In order to exploit the extracted RDF knowledge base, we built a set of SPARQL queries enabling to answer questions such as “What are the zoonyms studied in this text?”, “What are the topics covered in this text?”, “Where can we find these topics?”,“What are the zoonym properties (in which chapter or paragraph or citation)?”. Let us note that it is the semantics captured in the constructed vocabularies which make it possible to answer these queries: multiple labels associated with a taxon in the thesaurus of zoonyms, hierarchy of zoology-related sub-disciplines, denoted by various terms.

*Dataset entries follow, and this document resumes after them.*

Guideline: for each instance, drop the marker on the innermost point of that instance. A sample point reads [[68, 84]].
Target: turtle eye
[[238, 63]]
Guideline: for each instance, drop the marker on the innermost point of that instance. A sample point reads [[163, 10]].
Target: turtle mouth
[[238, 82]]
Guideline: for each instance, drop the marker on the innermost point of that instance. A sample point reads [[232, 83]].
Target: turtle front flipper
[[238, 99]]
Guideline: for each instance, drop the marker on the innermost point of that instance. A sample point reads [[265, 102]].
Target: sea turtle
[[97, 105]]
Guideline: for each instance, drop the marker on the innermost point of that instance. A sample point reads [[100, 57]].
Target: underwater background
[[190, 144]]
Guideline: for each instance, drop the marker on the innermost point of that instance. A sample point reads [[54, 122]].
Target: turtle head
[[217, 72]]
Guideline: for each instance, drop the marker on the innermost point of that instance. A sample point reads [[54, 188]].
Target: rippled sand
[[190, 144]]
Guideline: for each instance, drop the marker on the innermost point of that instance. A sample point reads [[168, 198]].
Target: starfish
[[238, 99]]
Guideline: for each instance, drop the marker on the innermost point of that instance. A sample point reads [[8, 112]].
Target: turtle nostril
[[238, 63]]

We went a step further in the exploitation of the RDF dataset by writing SPARQL queries of the construct form to construct new RDF graphs capturing synthetic knowledge. When graphically visualized, they support the analytical reasoning of historians on texts. For instance, Fig. 1 presents an RDF graph capturing the relative importance of zoonyms in the Hortus Sanitatis and their location in it. At a glance, it shows that dolphins, whales and eels occupy a predominant place in this text, far ahead of other animals. Figure 2 presents the RDF graph capturing the relative importance of zoology-related sub-disciplines in the Hortus Sanitatis and their location in it. At a glance, it shows that anatomy occupies a predominant place in this text, far ahead of therapeutics and fishing.

Fig. 1.
figure 1

Relative importance of zoonyms in Hortus Sanitatis

Fig. 2.
figure 2

Relative importance of zoological topics in Hortus Sanitatis

These are preliminary results, but yet showing the potentiality of using Semantic Web technologies to support the analysis of ancient and mediaeval zoological knowledge from texts. They are the starting point of an iterative process which will be collaboratively conducted with researchers in Humanities and in Knowledge Engineering.

6 Conclusion and Future Work

We presented a preliminary work conducted in the context of the Zoomathia network, on the zoological mediaeval encyclopaedia Hortus Sanitatis. This work combines NLP techniques to extract knowledge from texts, and knowledge engineering and semantic web methods to build a linked RDF dataset of zoological annotations of this scientific text. It exploits this dataset to support the analysis of the Ancient zoological knowledge compiled in the encyclopaedia.

We are currently working on applying the knowledge extraction process presented in this paper on a classical Latin book on fishes (Pliny, Historia Naturalis, book 9, 1st century AD), which is a major, though indirect, source of the Hortus Sanitatis. We want to deal with the historical perspective of zoology, by comparing the knowledge extracted from these two texts, and appraising the density of the transmission and the evolution of the zoological knowledge on an epistemological point of view. We intend to systematically compare the two texts, with the aim of evaluating the loss, distortion or enrichment of information, and comparing the relative importance in the books of the different zoological perspectives (anatomical, ethological, geographical, etc.) and of the different animal species. Reasoning on the extracted knowledge will enable to identifiy for both texts a “typological profile”, shaped by the relative proportions of text devoted to each of the zoological specialities (or scientific perspectives). By extending the corpus this method will enable a progressive assess of the epistemological evolution of the zoological discourse.

In a near future we will align the Zoomathia thesaurus of zoonyms with the TAXREF taxonomy specialized in Conservation Biology and integrating Archaeozoological dataFootnote 13, thus enabling to support the integration of heterogenous datasets in order to crosscheck the zoological evidences extracted from texts with archaeozoological and iconographical datasets. We are currently working on the formalisation and publication of a SKOS thesaurus from the JSON output format of TAXREF [1].

Given the chronological extension of the corpus and its multilingualism (Greek, Latin and modern languages) a related issue of this investigation concerns historical semantics. This affects not only the theoretical concepts but also the distinction and clustering of the animals themselves. It implies to build up a vocabulary both saving the linguistic and historical meaning of concepts and linking them to the modern state of knowledge and common terminology.